Запись не обрывалась, нет, она, видно, продолжалась на следующих листках, но их я нигде не нашла. А дальше, может быть, и была разгадка? Боже, что же делать, как поступить?
После моих настойчивых расспросов отец сказал, что не сомневается в том, что провалы в памяти Фреда — результат работы в большой магнитной камере.
— По-видимому, — размышлял он вслух, — полученные в ней огромные магнитные поля способны разрушать сверхпроводимость некоторых элементов человеческого мозга. Это не опасно, — добавил отец, — но очень интересно и важно.
Он требовал, чтобы я наблюдала за Фредом, оставаясь вне сферы сильных полей. Конечно, я отказалась. Я отнюдь не пуританка и не кликушествующая противница вивисекций.
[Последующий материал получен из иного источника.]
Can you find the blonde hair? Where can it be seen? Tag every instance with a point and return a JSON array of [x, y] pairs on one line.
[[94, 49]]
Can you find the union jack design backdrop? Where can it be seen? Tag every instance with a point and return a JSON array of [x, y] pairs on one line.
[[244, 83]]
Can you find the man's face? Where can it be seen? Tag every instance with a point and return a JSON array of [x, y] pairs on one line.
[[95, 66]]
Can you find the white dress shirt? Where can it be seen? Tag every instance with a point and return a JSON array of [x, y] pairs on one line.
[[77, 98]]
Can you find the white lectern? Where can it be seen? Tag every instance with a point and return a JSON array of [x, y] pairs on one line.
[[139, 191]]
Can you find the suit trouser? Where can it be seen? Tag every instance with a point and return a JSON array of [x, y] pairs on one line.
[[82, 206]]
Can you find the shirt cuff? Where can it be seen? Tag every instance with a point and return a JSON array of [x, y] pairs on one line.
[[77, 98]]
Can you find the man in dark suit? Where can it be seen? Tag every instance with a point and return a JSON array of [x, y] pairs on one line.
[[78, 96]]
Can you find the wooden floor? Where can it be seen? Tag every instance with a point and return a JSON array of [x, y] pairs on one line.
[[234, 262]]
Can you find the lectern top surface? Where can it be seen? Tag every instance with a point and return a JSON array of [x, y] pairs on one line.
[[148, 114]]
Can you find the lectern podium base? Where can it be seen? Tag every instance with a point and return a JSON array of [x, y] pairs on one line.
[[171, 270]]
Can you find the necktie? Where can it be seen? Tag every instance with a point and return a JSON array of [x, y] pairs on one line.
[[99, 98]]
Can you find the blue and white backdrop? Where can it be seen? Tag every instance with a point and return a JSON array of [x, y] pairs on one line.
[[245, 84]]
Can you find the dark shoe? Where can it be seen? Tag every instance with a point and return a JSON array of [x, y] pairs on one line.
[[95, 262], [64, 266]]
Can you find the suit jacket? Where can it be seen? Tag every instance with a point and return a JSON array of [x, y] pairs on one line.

Каждый ученый может проводить опыты над самим собой. Многие великие ученые так и поступали. Но экспериментировать над людьми без их ведома — бесчеловечно и недопустимо!
Одним словом, я отказалась. Гнев отца был ужасен. Он говорил о прогрессе, о науке, о судьбах человечества. Вновь и вновь повторял, что это безвредно. Но я не могла заслонить человечеством одного человека.
Я рассказала Фреду о догадке отца. Я ожидала бури, возмущения, но… Фред пришел в восторг! Более того, через полчаса я стала его убежденной помощницей. Мы начали усиленно работать — конечно, избегая зоны сильных полей. Отец оказался прав.
Любые животные, побывав в большой камере, легко воспринимали самую сложную дрессировку. Но один мощный импульс уничтожал все достигнутое. Это можно было повторять сколько угодно. Уничтожались только условные рефлексы. Врожденные особенности не терялись. Здоровье животных не нарушалось.
Фред задерживался в лаборатории все дольше и дольше. Он снова увеличил пиковое значение поля, и мы впервые увидели, как взрослая рыба превращается в несмышленого малька. Еще одна реконструкция — и наши свинки, побывав в магнитной камере, разучились отыскивать корм. Но самым удивительным было то, как быстро они обрели утраченную способность после того, как в их клетку посадили контрольную морскую свинку.
Отец торжествовал. Он хотел испытать действие магнитного поля на душевнобольных, страдающих манией преследования и другими острыми психозами. Он считал, что эти психозы могут быть проявлением ненормальных связей в сложной системе человеческой памяти, а значит, разорвав эти связи, можно прервать болезнь.
Однако неожиданные события оборвали размеренный ритм нашей жизни и нарушили эти планы.